$$O(2) = \{Q\in \mathbb{F}^{2\times 2} | Q^TQ= QQ^T=I\}$$ What is the most elegant way to prove that $O(2)$ is non-Abelian?
Here is my thinking: I know that $O(2)$ can be generated by reflections and moreover two reflections result in a rotation. Rotations commute with each other, but reflections do not $$ ROT(\theta/2)= \begin{bmatrix} \cos\theta & \sin\theta \\ \sin\theta & -\cos\theta \end{bmatrix} $$ It suffices to show that $$ROT(\phi/2)ROT(\theta/2)\neq ROT(\theta/2)ROT(\phi/2)$$ for some $\phi,\theta\in (0,2\pi)$. $$ \begin{bmatrix} \cos\phi & \sin\phi \\ \sin\phi & -\cos\phi \end{bmatrix} \begin{bmatrix} \cos\theta & \sin\theta \\ \sin\theta & -\cos\theta \end{bmatrix} =\begin{bmatrix} \cos\phi\cos\theta + \sin\phi\sin\theta & \cos\phi\sin\theta-\sin\phi\cos\theta \\ \sin\phi\cos\theta-\cos\phi\sin\theta & \sin\phi\sin\theta+\cos\phi\cos\theta \end{bmatrix} $$ $$ \begin{bmatrix} \cos\theta & \sin\theta \\ \sin\theta & -\cos\theta \end{bmatrix} \begin{bmatrix} \cos\phi & \sin\phi \\ \sin\phi & -\cos\phi \end{bmatrix} =\begin{bmatrix} \cos\phi\cos\theta + \sin\phi\sin\theta & \sin\phi\cos\theta-\cos\phi\sin\theta \\ \cos\phi\sin\theta-\sin\phi\cos\theta & \sin\phi\sin\theta+\cos\phi\cos\theta \end{bmatrix} $$
We see that indeed the two matrices do not commute since their top-right and bottom-left elements switch signs.
My question: Is there a purely algebraic proof that does not need geometric consideration?
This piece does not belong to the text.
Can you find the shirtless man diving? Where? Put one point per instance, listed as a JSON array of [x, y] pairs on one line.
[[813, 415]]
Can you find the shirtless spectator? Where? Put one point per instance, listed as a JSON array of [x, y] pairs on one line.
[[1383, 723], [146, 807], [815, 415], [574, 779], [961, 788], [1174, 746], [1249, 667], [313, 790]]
If not, what is the most common proof of this result?
Take for example
$$\begin{pmatrix}1&0\\0&\!-1\end{pmatrix}\begin{pmatrix}0&1\\1&0\end{pmatrix}=\begin{pmatrix}0&1\\\!-1&0\end{pmatrix}\neq\begin{pmatrix}0&\!-1\\1&0\end{pmatrix}=\begin{pmatrix}0&1\\1&0\end{pmatrix}\begin{pmatrix}1&0\\0&\!-1\end{pmatrix}$$
...over any field with characteristic$\,\neq2\;$